What are different cultural frameworks?
There are many culture framework models; below are the four most popular ones:
1. The Competing Values Framework
Created in 1983 by Robert Quinn and John Rohrbaugh, this framework helps organizations define forces within the business that either promote or inhibit certain behaviors. This framework provides organizations with an understanding of how culture influences organizational performance and effectiveness
Companies deal with two elements when working towards greater effectiveness. The first is focus, where some companies are more effective when focussing on internal processes, while others are more effective when maintaining an external positioning. The second element is stability, where some organizations are efficient when they show flexibility and are adaptable, while others show efficiency when they have high levels of control and stability.
Cameron and Quinn identified four types of organizational culture:
- Adhocracy culture: The dynamic, entrepreneurial Create Culture.
- Clan culture: The people-oriented, friendly Collaborate Culture.
- Hierarchy culture: The process-oriented, structured Control Culture.
- Market culture: The results-oriented, competitive Compete Culture.
2. Corporate culture model: The McKinsey 7S Framework
This model displays a mixture of seven hard and soft elements, all of which are crucial to the success of a company's culture:
- Hard elements, such as strategy, structure, and systems are easy to map.
- Soft elements, like shared values, style, staff, and skills, are more challenging to define because they constantly evolve. Softer elements have a stronger impact on the business.
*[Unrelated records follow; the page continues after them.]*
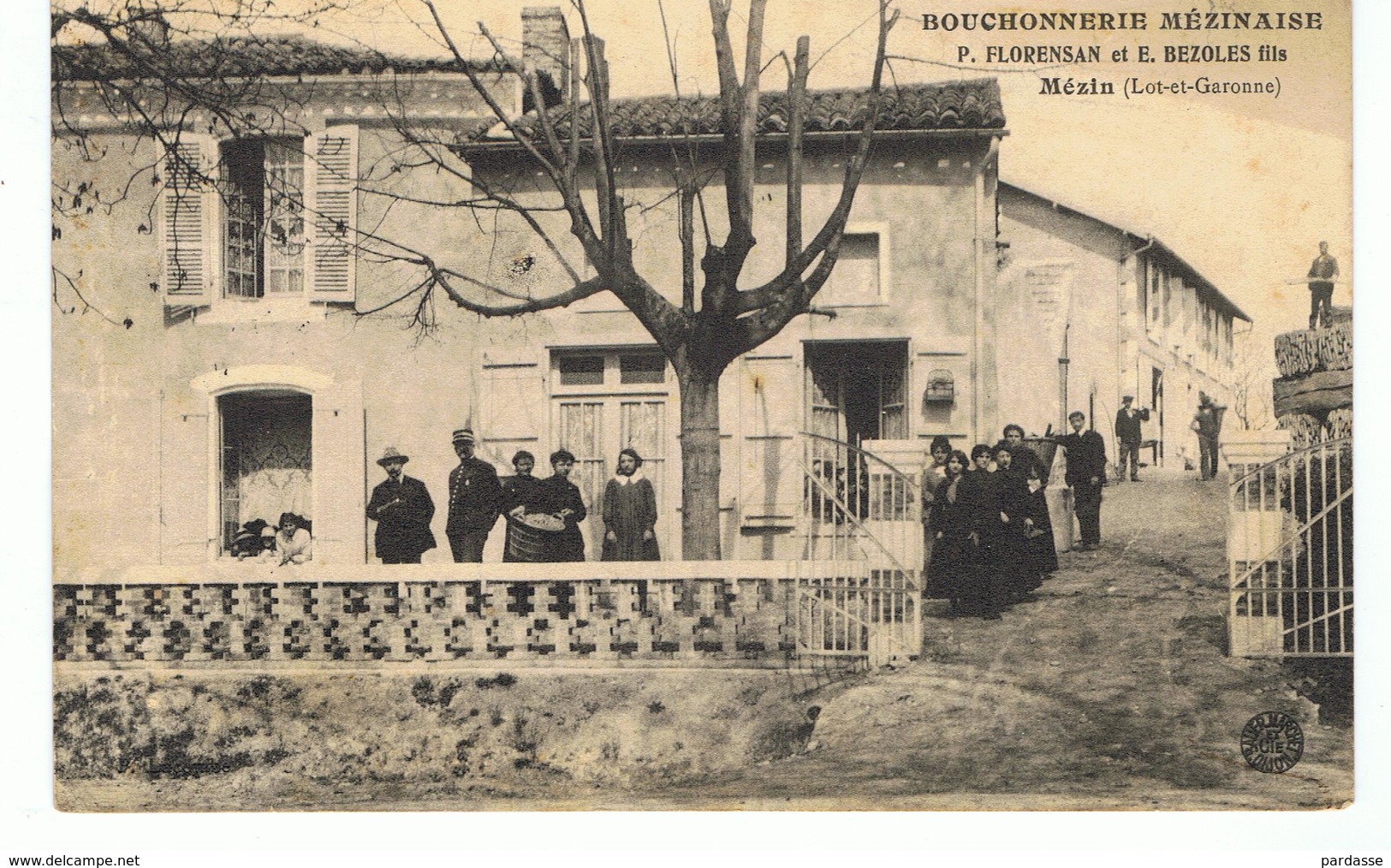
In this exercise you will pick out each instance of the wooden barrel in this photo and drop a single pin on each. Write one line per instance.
(1046, 449)
(530, 536)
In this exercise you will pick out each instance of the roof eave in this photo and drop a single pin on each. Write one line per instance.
(491, 145)
(1141, 241)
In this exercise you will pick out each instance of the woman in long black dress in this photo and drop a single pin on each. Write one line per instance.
(979, 491)
(949, 522)
(1014, 574)
(560, 496)
(630, 512)
(1039, 550)
(932, 476)
(520, 494)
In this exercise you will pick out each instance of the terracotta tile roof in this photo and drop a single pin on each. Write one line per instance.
(237, 59)
(964, 104)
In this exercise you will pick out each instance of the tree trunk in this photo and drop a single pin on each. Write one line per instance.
(700, 465)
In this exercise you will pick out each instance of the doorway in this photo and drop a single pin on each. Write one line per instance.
(857, 389)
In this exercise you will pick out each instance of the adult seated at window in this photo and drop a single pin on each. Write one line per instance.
(294, 540)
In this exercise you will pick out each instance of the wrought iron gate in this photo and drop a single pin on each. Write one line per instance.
(1290, 554)
(860, 590)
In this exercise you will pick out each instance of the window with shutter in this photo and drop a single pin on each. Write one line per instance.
(188, 204)
(331, 167)
(260, 218)
(263, 218)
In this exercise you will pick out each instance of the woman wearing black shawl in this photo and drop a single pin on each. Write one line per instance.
(1014, 574)
(1039, 551)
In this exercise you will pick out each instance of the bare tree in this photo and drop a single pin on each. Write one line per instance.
(574, 146)
(568, 138)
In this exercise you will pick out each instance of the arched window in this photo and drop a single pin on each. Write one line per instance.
(265, 458)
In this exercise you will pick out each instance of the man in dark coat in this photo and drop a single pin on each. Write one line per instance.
(1085, 473)
(1208, 426)
(1323, 274)
(474, 501)
(1127, 437)
(402, 509)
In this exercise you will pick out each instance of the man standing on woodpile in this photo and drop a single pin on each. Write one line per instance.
(1323, 274)
(1085, 474)
(474, 501)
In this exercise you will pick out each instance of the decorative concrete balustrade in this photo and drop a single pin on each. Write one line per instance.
(253, 615)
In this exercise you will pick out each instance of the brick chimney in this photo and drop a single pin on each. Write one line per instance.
(545, 49)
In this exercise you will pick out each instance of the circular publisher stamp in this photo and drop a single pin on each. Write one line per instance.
(1272, 741)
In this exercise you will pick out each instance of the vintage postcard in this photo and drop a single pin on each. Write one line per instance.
(701, 405)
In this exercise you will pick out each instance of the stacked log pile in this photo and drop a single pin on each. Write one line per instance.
(1313, 394)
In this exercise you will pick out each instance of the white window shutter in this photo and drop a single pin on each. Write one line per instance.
(188, 226)
(331, 202)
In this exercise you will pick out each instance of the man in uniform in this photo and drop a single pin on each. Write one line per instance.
(402, 508)
(1127, 434)
(474, 501)
(1085, 473)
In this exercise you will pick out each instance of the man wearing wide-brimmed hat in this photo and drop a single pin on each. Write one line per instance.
(474, 500)
(402, 509)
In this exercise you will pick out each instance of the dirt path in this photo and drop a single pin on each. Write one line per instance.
(1110, 690)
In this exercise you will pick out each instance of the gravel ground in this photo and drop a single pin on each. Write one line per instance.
(1110, 690)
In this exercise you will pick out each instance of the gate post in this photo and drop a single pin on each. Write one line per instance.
(1253, 530)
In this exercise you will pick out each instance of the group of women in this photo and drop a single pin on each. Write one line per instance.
(990, 540)
(544, 515)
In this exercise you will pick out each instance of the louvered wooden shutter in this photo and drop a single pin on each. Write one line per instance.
(331, 199)
(770, 478)
(188, 226)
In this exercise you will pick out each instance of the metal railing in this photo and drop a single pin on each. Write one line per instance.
(861, 552)
(1290, 554)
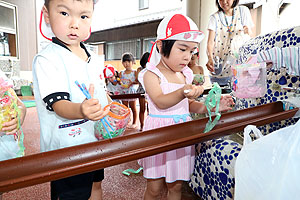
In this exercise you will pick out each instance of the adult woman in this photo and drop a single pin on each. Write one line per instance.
(225, 26)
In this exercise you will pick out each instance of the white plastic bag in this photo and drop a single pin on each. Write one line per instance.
(269, 168)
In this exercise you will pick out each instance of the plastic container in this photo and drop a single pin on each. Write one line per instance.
(249, 80)
(114, 124)
(8, 103)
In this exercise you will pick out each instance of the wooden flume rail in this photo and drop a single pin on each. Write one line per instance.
(43, 167)
(138, 95)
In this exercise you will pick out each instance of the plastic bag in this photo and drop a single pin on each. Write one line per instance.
(268, 168)
(249, 80)
(9, 109)
(114, 124)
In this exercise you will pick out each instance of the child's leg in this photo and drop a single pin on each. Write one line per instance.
(132, 105)
(96, 191)
(154, 187)
(174, 190)
(97, 187)
(142, 102)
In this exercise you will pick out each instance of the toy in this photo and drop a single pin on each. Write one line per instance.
(9, 109)
(198, 79)
(8, 103)
(249, 80)
(114, 124)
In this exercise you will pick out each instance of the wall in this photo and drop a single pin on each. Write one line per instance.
(27, 34)
(110, 14)
(290, 15)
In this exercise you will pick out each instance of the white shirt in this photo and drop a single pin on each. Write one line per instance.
(55, 70)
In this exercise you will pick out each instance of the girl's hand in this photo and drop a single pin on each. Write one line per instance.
(210, 65)
(91, 109)
(192, 91)
(226, 103)
(11, 127)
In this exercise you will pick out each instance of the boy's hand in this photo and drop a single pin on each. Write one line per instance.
(192, 91)
(226, 103)
(91, 109)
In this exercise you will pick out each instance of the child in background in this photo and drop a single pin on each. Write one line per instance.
(197, 69)
(112, 81)
(167, 83)
(66, 117)
(142, 100)
(128, 80)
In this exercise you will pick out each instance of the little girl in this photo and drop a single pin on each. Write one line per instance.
(170, 94)
(128, 79)
(113, 83)
(142, 100)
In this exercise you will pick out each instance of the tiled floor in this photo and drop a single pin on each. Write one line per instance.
(116, 186)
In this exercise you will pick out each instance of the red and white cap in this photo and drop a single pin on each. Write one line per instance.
(175, 27)
(109, 71)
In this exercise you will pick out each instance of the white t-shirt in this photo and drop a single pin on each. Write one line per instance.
(245, 15)
(55, 70)
(8, 145)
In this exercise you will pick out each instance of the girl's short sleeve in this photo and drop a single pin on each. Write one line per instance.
(188, 73)
(246, 17)
(212, 23)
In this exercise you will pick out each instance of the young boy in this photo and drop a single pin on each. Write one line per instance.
(66, 116)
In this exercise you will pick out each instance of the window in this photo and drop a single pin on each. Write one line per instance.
(114, 50)
(143, 4)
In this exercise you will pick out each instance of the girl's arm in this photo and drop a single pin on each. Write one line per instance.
(108, 98)
(210, 47)
(164, 101)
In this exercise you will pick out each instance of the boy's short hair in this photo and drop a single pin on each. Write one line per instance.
(144, 59)
(47, 2)
(166, 47)
(127, 57)
(234, 4)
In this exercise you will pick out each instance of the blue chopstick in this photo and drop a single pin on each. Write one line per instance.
(88, 96)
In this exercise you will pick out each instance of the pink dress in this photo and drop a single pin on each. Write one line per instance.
(176, 164)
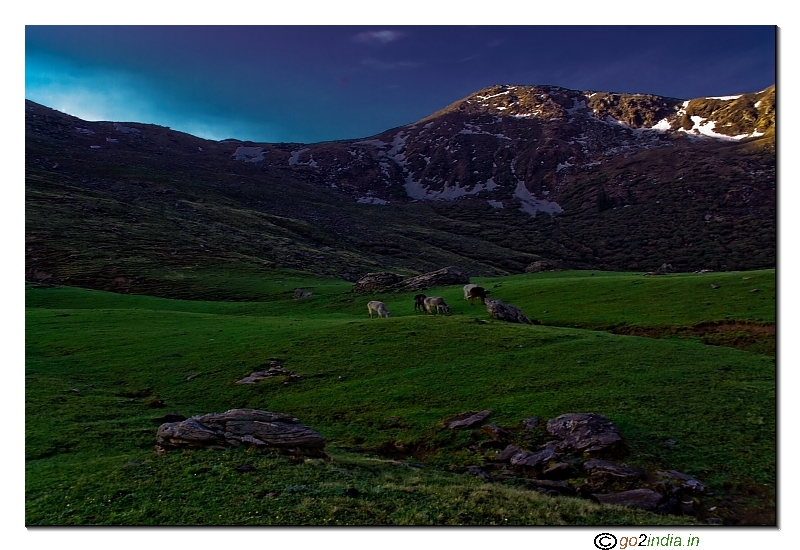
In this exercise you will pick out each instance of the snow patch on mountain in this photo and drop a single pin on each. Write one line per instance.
(294, 160)
(371, 200)
(531, 205)
(249, 154)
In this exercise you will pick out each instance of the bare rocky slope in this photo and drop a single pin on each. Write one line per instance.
(506, 177)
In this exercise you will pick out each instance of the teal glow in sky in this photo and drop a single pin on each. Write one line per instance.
(319, 83)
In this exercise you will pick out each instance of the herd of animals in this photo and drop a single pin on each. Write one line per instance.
(431, 305)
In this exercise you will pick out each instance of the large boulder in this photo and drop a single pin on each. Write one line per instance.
(237, 427)
(506, 312)
(585, 433)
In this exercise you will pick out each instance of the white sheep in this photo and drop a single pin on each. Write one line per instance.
(436, 303)
(379, 308)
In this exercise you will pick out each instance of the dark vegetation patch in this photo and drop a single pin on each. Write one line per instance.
(753, 337)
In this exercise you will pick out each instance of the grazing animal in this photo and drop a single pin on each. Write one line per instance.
(467, 288)
(379, 308)
(477, 292)
(437, 304)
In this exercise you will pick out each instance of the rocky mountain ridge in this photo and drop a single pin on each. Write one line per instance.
(508, 176)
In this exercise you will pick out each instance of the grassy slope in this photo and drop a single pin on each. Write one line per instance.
(718, 403)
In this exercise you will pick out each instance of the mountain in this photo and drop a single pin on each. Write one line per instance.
(494, 182)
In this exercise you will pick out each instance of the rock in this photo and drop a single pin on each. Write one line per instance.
(529, 424)
(467, 419)
(644, 499)
(507, 312)
(376, 281)
(506, 454)
(585, 432)
(171, 417)
(239, 426)
(442, 277)
(532, 460)
(544, 265)
(478, 472)
(687, 481)
(300, 293)
(274, 370)
(559, 470)
(497, 433)
(663, 270)
(609, 470)
(560, 487)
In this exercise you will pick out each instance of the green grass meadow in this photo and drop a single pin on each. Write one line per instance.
(97, 362)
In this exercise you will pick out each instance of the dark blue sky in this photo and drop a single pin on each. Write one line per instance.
(317, 83)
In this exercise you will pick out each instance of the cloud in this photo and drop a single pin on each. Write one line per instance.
(390, 65)
(378, 37)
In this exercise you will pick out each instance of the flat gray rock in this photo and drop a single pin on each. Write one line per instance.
(237, 427)
(643, 499)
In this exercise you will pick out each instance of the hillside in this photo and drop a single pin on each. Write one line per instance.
(508, 176)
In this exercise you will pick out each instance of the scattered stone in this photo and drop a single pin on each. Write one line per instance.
(240, 426)
(532, 460)
(644, 499)
(442, 277)
(663, 270)
(372, 282)
(559, 487)
(559, 470)
(603, 469)
(497, 433)
(529, 424)
(506, 454)
(506, 312)
(171, 417)
(687, 481)
(274, 370)
(478, 472)
(466, 419)
(544, 265)
(585, 432)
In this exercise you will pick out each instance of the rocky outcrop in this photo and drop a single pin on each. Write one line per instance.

All seven elements can be mapped out and then used to determine the potential effect of a change. For example, how would a shift in strategy shape performance? How would an upgrade in technology systems disrupt a team?
3. Corporate culture model: The cultural iceberg model
This model is based on the work of Edgar Schein. The model mirrors an iceberg and contains both visible and invisible aspects. The visible portion includes a company's vision, mission, policies, and external presentations. The hidden portion consists of unwritten rules, relationships, employees' needs, and status, which make up a larger and more important part of the company's culture.
An organization can use this model to shape its culture by addressing the invisible aspects at play by answering questions like: “What do our employees need, and how is our organization currently running?” Surveys and interviews can uncover this information, and changes can then be implemented to achieve the desired results.
4. Corporate culture model: Hofstede's model
Hofstede's model resembles an onion and has four distinct layers for manifesting culture: values, rituals, heroes, and symbols. This model is great if you want to understand how your organizational culture is shaped, but it may be difficult to derive a plan of action from it. Therefore, this model best suits startups and companies at the beginning of their journey when building a culture.